DISSERTAÇÕES ESPÍRITAS.

Recebidas ou lidas na Sociedade por diversos médiuns.

Devaneio

[DE UM POETA.]

Vou contar-te uma história do outro mundo, onde me encontro. Imagina um céu azul, um mar calmo e verde, rochedos bizarramente talhados; nenhuma vegetação, a não ser os pálidos liquens agarrados às fendas das pedras. Eis a paisagem. Como simples romancista, não posso comprazer-me em te dar mais detalhes. Para povoar este mar, estes rochedos, só se achava um poeta, sentado, sonhando, refletindo em sua alma, como num espelho, a suave beleza da Natureza, que não falava menos ao coração do que aos olhos. Este poeta, este sonhador, era eu. Onde? Quando se passa a minha história? Que importa!

Assim eu escutava, olhava, comovido e trespassado pelo encanto impenetrável da grande solidão. De repente vi surgir uma mulher, de pé, no penacho do rochedo. Era alta, morena e pálida. Os longos cabelos negros flutuavam sobre o vestido branco. Olhava direto em frente, com estranha firmeza. Eu me havia levantado, extasiado de admiração, porque aquela mulher, florescendo de repente no rochedo, parecia o próprio devaneio, o divino devaneio, que tantas vezes eu havia evocado com singular enlevo. Aproximei-me. Sem se mover, estendeu o braço nu e soberbo para o mar e, como que inspirada, cantou com voz suave e lamentosa. Eu a ouvia, assaltado por uma tristeza mortal, e repetia mentalmente as estrofes que deslizavam de seus lábios, como de uma fonte viva.

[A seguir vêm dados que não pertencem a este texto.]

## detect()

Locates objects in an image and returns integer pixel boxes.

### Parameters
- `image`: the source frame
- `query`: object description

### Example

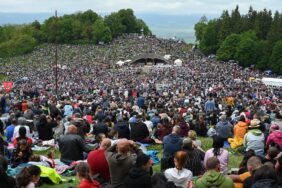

Então ela se voltou para mim e fui como que envolvido pela sombra de suas alvas vestes.

— Amigo, disse ela, escuta-me. Menos profundo é o mar de ondas inconstantes, menos implacáveis são os rochedos do que o amor, o cruel amor que dilacera um coração de poeta. Não escutes a sua voz, que se apodera de todas as seduções da onda, do ar, do sol, para estreitar, penetrar e queimar sua alma, que treme e deseja sofrer o mal do amor. Assim falava. Eu a ouvia e sentia o coração fundir-se numa divina ebriedade. Desejaria aniquilar-me no hálito puro que emanava de sua boca.

— Não, continuou ela; amigo, não lutes contra o gênio que te domina. Deixa-te levar em suas ardentes asas pelas esferas radiosas. Esquece, esquece a paixão que te fará rastejar, a ti, águia destinada aos píncaros elevados. Escuta as vozes que te chamam aos celestes concertos. Alça o teu voo, ave sublime; o gênio é solitário. Marcado pelo selo divino, não podes tornar-te escravo de uma mulher.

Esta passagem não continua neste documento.